Butterflies and red flags

“When all you know is fight or flight, red flags and butterflies all feel the same.”
~ Cindy Cherie

The more you desire someone, the more you fear being ruined or destroyed by your vulnerabilities to them. Your early butterflies, slowly but insidiously, transforming into red flags. In the heat of your desire and need, your fear becomes exaggerated; and you make the decision to either fight the invisible enemies within, take flight from them, or do both. The irony being that either way, the fight or flight pushes away what you wanted or thought you needed, your fear being the real enemy.


Alternative version: Free verse

The object of desire is your greatest vulnerability; the path to your elusive joy or inevitable ruin: recycled and reimagined.

Early butterflies—slowly but insidiously—transform into the red flags of paranoia. The fear of loss and humiliation enclosing you like a vice grip.

In the heat of desire and neediness, you fight or take flight from the invisible enemies within: the delusions of demons who would steal your joy or facilitate your shame. And this will assuredly keep you separated from your object of desire; your fear and paranoia being the most crafty of enemies.

© 2022 David M. Rubin. All rights reserved.

The enigma of fear

“…it is certain that the problem of fear is the meeting point of many important questions, an enigma whose complete solution would cast a flood of light upon psychic life.”
~ Sigmund Freud

The mind revises and sometimes denies our experiences of reality, deciding that we are better off not knowing some things, for the sake of self-preservation. When we attempt to know these things, fear—in one form or another—stops us dead in our tracks. There is no technique, therapy, or form of psychoanalysis that successfully outwits or penetrates this barrier of fear. The mind has its reasons for keeping secrets, guarding them as if our lives hang in the balance.

© 2022 David M. Rubin. All rights reserved.

No surrender

It was your neediness against her lovelessness. You reached and she held back, sometimes dangling, but never bestowing, not to where you felt bereft of loving kindness.
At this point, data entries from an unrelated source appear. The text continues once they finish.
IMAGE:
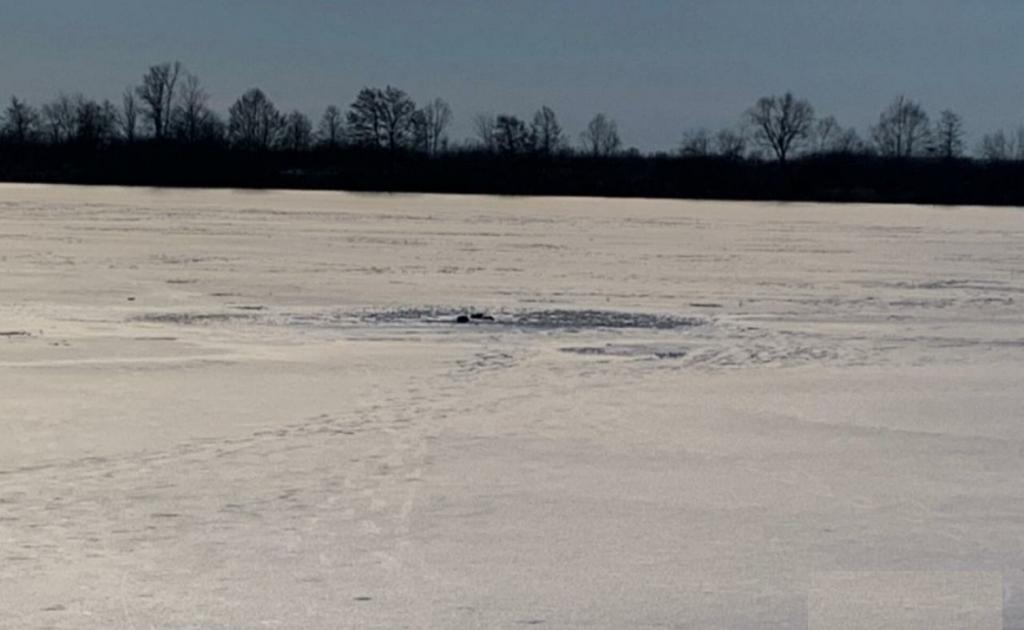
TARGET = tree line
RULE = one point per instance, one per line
(171, 106)
(164, 131)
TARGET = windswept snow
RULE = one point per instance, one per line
(230, 410)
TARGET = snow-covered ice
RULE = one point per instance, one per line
(227, 410)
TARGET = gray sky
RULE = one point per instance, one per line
(658, 67)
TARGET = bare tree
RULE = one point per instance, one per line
(547, 132)
(948, 134)
(781, 124)
(696, 143)
(382, 118)
(398, 110)
(94, 123)
(366, 118)
(824, 133)
(20, 122)
(1003, 147)
(902, 130)
(157, 95)
(331, 127)
(254, 121)
(59, 118)
(128, 118)
(431, 123)
(192, 115)
(298, 132)
(730, 143)
(849, 141)
(483, 128)
(601, 136)
(511, 135)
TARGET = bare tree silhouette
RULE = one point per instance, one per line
(331, 128)
(483, 129)
(547, 132)
(431, 123)
(902, 130)
(20, 122)
(157, 96)
(128, 117)
(781, 124)
(730, 143)
(298, 132)
(511, 135)
(254, 122)
(192, 115)
(948, 134)
(382, 118)
(696, 143)
(601, 136)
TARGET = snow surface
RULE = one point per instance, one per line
(235, 410)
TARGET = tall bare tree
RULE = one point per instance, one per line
(547, 132)
(95, 123)
(511, 135)
(696, 143)
(781, 124)
(902, 130)
(431, 123)
(254, 122)
(948, 134)
(1003, 147)
(298, 132)
(331, 129)
(157, 96)
(128, 117)
(483, 128)
(601, 136)
(20, 123)
(730, 143)
(192, 114)
(59, 118)
(382, 118)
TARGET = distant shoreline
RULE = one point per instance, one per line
(835, 178)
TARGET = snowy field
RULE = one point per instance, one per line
(228, 410)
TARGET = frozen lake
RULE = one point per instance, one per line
(228, 410)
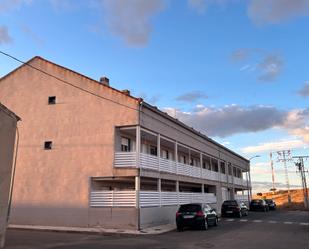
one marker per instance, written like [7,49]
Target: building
[91,155]
[8,126]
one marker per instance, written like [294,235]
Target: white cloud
[7,5]
[131,19]
[192,96]
[5,38]
[276,11]
[304,91]
[274,146]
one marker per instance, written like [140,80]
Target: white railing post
[176,156]
[159,150]
[138,145]
[201,164]
[137,191]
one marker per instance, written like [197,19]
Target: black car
[234,207]
[259,205]
[196,215]
[271,204]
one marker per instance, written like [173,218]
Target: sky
[236,70]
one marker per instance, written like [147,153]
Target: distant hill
[281,198]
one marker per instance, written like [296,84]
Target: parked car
[259,205]
[235,208]
[271,204]
[196,215]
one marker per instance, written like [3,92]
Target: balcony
[147,198]
[146,161]
[140,148]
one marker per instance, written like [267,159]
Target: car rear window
[190,208]
[256,201]
[230,203]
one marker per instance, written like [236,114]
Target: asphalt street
[275,229]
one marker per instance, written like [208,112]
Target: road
[276,229]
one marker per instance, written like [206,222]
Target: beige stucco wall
[81,127]
[7,142]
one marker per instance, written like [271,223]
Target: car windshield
[269,201]
[256,201]
[190,208]
[230,203]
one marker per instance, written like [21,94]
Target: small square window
[52,100]
[48,145]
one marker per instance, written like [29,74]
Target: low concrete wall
[155,216]
[125,218]
[7,143]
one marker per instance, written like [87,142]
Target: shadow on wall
[125,218]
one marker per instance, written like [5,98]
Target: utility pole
[301,168]
[272,172]
[285,156]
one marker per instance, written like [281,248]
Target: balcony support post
[138,145]
[176,156]
[159,150]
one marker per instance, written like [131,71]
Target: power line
[64,81]
[285,156]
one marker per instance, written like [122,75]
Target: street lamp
[250,189]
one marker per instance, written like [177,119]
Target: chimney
[104,81]
[126,92]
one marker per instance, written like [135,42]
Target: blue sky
[237,70]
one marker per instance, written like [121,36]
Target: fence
[147,198]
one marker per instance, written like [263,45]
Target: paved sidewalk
[151,230]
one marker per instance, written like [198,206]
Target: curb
[147,231]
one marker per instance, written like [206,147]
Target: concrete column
[201,163]
[177,190]
[219,197]
[159,190]
[137,190]
[250,186]
[138,145]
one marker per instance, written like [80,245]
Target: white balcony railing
[147,198]
[146,161]
[241,197]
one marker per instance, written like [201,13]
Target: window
[207,163]
[48,145]
[182,159]
[153,150]
[214,163]
[165,154]
[222,167]
[230,168]
[125,144]
[52,100]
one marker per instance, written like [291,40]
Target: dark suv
[197,215]
[259,205]
[271,204]
[234,207]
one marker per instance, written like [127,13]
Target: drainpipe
[138,178]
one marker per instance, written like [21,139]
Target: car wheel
[205,225]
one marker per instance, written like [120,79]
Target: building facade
[91,155]
[8,126]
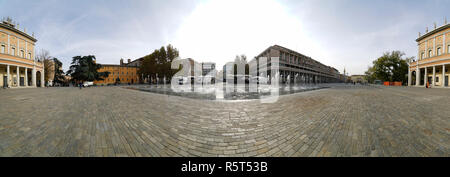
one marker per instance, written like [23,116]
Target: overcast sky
[339,33]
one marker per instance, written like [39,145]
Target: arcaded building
[121,74]
[433,58]
[292,64]
[18,67]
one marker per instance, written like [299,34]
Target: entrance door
[22,81]
[5,81]
[446,81]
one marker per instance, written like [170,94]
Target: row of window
[114,79]
[438,52]
[13,52]
[123,73]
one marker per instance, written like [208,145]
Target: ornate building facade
[433,58]
[18,67]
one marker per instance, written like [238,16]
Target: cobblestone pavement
[112,121]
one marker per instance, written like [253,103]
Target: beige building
[358,78]
[433,58]
[17,65]
[292,63]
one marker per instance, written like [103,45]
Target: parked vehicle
[378,82]
[259,80]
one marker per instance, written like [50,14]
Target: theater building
[292,64]
[120,74]
[18,67]
[433,58]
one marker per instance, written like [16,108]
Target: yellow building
[18,68]
[126,74]
[433,58]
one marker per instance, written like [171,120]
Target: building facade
[433,58]
[18,68]
[120,74]
[358,79]
[294,65]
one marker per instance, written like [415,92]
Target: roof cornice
[18,31]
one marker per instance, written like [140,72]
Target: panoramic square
[223,79]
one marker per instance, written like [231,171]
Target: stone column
[409,77]
[443,75]
[434,76]
[417,76]
[18,76]
[8,77]
[33,77]
[25,80]
[425,79]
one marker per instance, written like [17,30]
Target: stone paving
[113,121]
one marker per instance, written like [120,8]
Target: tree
[84,68]
[49,65]
[389,67]
[158,63]
[241,61]
[59,73]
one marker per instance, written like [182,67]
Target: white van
[87,84]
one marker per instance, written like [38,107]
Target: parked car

So many iterations of reaching versus dangling, but never the bestowing, never her surrender. Love was her commodity, her convenience, to be withheld for fun or bartered on the run.


The spiral of pain

Often, we obsessively seek love from the people who find it the most difficult to love us. Their holding back, mirrors where we feel the least loved and most needy, committing us to the long, painful, downward spiral of pursuit, seemingly without end, until at last, at the lowest point of our despondency, the spiral itself reaches its end, mercifully kicking us to the curb.
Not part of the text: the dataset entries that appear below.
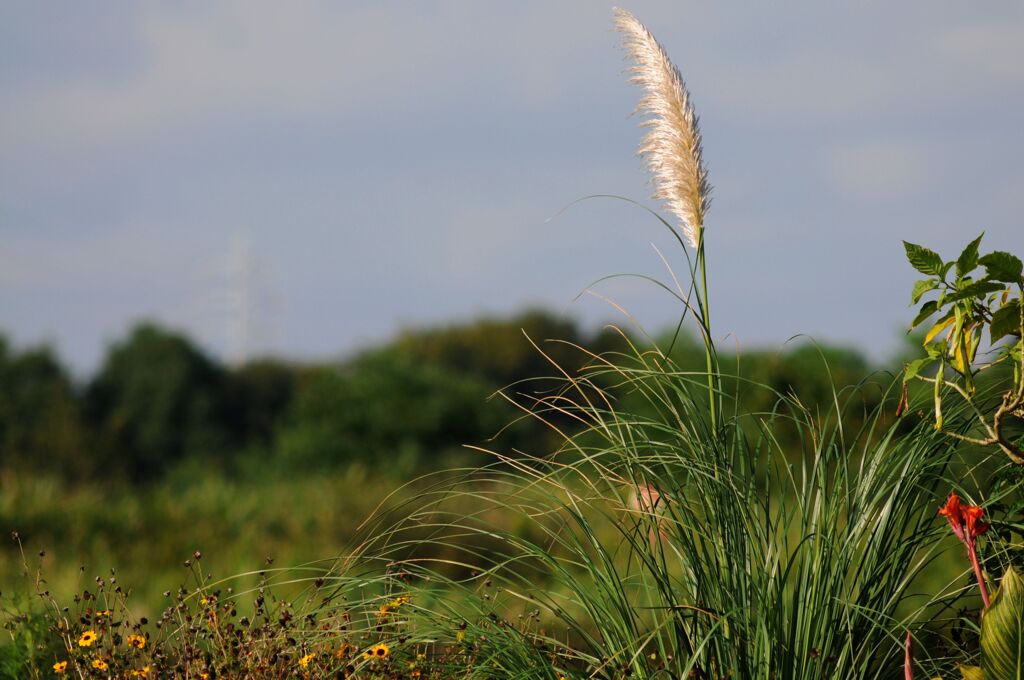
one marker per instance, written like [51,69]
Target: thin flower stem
[709,346]
[907,659]
[978,574]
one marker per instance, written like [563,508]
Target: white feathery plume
[672,147]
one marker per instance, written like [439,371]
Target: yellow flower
[377,651]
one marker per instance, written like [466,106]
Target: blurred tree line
[158,399]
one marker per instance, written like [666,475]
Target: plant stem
[907,659]
[709,345]
[977,572]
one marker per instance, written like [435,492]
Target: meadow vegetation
[630,507]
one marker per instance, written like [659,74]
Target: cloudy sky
[304,178]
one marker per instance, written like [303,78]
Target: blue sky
[391,164]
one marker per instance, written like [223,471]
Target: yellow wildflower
[379,650]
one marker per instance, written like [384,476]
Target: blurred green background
[166,451]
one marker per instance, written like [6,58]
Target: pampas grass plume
[672,145]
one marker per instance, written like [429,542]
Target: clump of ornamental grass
[669,536]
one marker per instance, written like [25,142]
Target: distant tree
[384,405]
[258,395]
[156,399]
[39,424]
[501,350]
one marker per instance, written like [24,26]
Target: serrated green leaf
[972,673]
[1003,630]
[922,287]
[1006,321]
[939,327]
[927,310]
[968,260]
[914,367]
[975,289]
[923,259]
[1003,266]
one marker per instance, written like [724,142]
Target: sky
[307,178]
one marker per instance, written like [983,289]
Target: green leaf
[1006,321]
[939,327]
[978,289]
[1003,266]
[923,287]
[972,673]
[923,259]
[968,260]
[927,310]
[914,367]
[1003,631]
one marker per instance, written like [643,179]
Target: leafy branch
[972,293]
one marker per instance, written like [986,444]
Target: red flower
[953,514]
[968,517]
[972,515]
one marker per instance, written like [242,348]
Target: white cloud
[881,171]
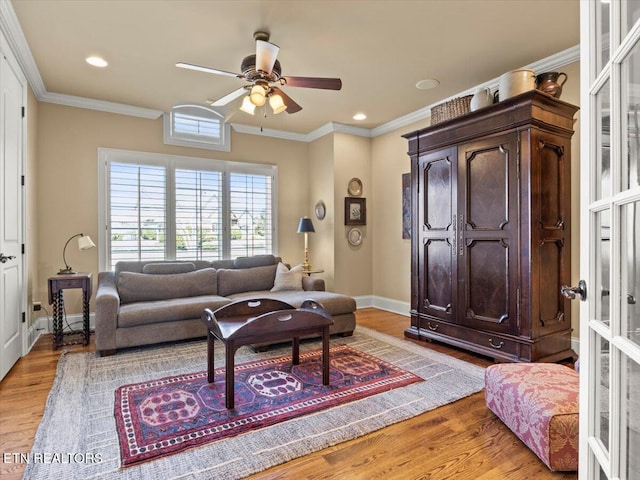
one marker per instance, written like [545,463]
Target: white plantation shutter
[163,207]
[251,215]
[137,197]
[199,233]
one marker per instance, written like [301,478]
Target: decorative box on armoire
[491,223]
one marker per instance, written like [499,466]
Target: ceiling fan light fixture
[277,104]
[248,106]
[258,95]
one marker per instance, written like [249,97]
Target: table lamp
[84,243]
[306,226]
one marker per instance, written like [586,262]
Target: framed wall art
[355,211]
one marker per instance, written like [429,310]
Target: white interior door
[11,212]
[610,237]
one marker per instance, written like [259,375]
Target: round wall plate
[354,237]
[355,187]
[321,210]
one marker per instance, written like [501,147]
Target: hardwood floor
[459,441]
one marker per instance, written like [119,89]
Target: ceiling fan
[264,74]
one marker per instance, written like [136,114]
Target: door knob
[4,259]
[571,292]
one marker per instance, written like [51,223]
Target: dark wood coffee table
[263,320]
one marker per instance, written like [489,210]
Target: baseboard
[382,303]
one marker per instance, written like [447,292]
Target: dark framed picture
[355,211]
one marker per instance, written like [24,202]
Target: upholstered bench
[539,403]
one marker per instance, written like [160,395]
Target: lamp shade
[305,225]
[247,106]
[258,95]
[277,104]
[85,243]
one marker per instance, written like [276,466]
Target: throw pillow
[288,279]
[240,280]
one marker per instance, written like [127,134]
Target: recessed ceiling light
[427,84]
[97,61]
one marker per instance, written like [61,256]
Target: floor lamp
[306,226]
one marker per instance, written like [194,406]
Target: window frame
[172,136]
[172,162]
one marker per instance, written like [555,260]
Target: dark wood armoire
[491,230]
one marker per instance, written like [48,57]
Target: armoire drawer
[488,344]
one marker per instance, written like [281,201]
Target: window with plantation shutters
[163,207]
[197,126]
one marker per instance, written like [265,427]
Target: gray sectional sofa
[141,303]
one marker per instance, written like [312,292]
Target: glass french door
[610,237]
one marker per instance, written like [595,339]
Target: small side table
[59,283]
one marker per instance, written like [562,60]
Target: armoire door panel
[438,208]
[438,289]
[552,194]
[487,186]
[488,285]
[550,301]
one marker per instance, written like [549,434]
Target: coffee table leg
[210,366]
[325,356]
[296,351]
[229,376]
© 2022 David M. Rubin. All rights reserved.

Screams in the night

It keeps me awake some nights, a chorus of screams, pitching up and down. It is not heard, but rather felt as a dreadful depression of the gut, weighed down upon by the memories of abruptly terminated pasts, the cries of a dying present, and an infinity of aborted futures. All of this accumulated and gathered upon me within the night, packed into a chorus of silent screams: An endless, collective reverberation of all that happened and never happened; paths taken and not taken; and my fate having been indifferent to it all, as if nothing ever mattered, despite what I’d once wished for, had hoped for, prayed for, and strived for.


Note of hope:

I was once told that my feelings of distress is a form of depression known as Weltschmerz, or world-weariness, meaning that my vision of how things should or could be, is not compatible with reality. However, it seems to me that reality always defies us on some level, shaping and reshaping itself to avoid the complete fulfillment of our needs, wants, desires, and idealistic visions.
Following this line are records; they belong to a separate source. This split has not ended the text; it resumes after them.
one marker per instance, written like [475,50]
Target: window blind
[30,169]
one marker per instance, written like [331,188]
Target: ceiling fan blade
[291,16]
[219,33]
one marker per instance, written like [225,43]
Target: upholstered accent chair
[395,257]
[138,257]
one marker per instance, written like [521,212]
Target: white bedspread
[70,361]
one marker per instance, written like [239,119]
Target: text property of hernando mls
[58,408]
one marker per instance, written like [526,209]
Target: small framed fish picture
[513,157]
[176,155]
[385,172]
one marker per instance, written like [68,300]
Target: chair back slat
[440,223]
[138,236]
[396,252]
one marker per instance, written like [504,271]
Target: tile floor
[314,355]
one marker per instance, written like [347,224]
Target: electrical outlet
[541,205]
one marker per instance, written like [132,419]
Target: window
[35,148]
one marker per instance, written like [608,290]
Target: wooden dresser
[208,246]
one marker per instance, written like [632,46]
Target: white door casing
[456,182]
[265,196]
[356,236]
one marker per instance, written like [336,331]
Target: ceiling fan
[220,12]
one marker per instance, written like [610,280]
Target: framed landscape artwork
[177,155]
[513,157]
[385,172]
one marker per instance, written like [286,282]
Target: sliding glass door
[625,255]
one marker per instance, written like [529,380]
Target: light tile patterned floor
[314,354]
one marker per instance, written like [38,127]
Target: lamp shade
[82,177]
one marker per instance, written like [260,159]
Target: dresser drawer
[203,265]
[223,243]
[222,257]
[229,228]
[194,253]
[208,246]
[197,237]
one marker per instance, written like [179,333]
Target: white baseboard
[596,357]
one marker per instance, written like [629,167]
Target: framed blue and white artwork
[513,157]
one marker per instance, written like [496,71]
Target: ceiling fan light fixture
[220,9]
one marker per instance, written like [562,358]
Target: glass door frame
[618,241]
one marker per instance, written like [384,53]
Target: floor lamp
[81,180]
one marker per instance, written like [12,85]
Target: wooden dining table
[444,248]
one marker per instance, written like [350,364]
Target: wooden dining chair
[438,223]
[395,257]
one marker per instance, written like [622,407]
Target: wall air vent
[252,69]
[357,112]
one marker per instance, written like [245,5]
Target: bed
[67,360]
Consider the possibility of this defiance being a kind of soul moving resistance. One that challenges us to continue evolving and reaching for something better, higher, or more humane, rather than it being a force of malicious intent, or an obstacle course of random obstructions.

© 2022 David M. Rubin. All rights reserved.

Love: Jungian style

“People were hermaphrodites until God split them in two, and now all the halves wander the world over seeking one another. Love is the longing for the half of ourselves we have lost.”
~ Milan Kundera, The Unbearable Lightness of Being

I’m reminded of the Jungian concept of men having a feminine aspect, referred to as the anima; and women having a masculine aspect, referred to as the animus. The theory being that “all” human beings are composed of both masculine and feminine essences, with one essence being the consciously dominant one in an individual, and the other being relatively unconscious, “appearing” as the qualities one desires or despises in others. In Jungian psychology, this is the basic mechanism of attraction: the recognition of the other half of ourselves in others, facilitated through projection and imagination. The illusion being that what you search for or recognize is outside of yourself, when it is really the opposite, less conscious side of your inner nature – the masculine or feminine – seeking consciousness through your interaction with others.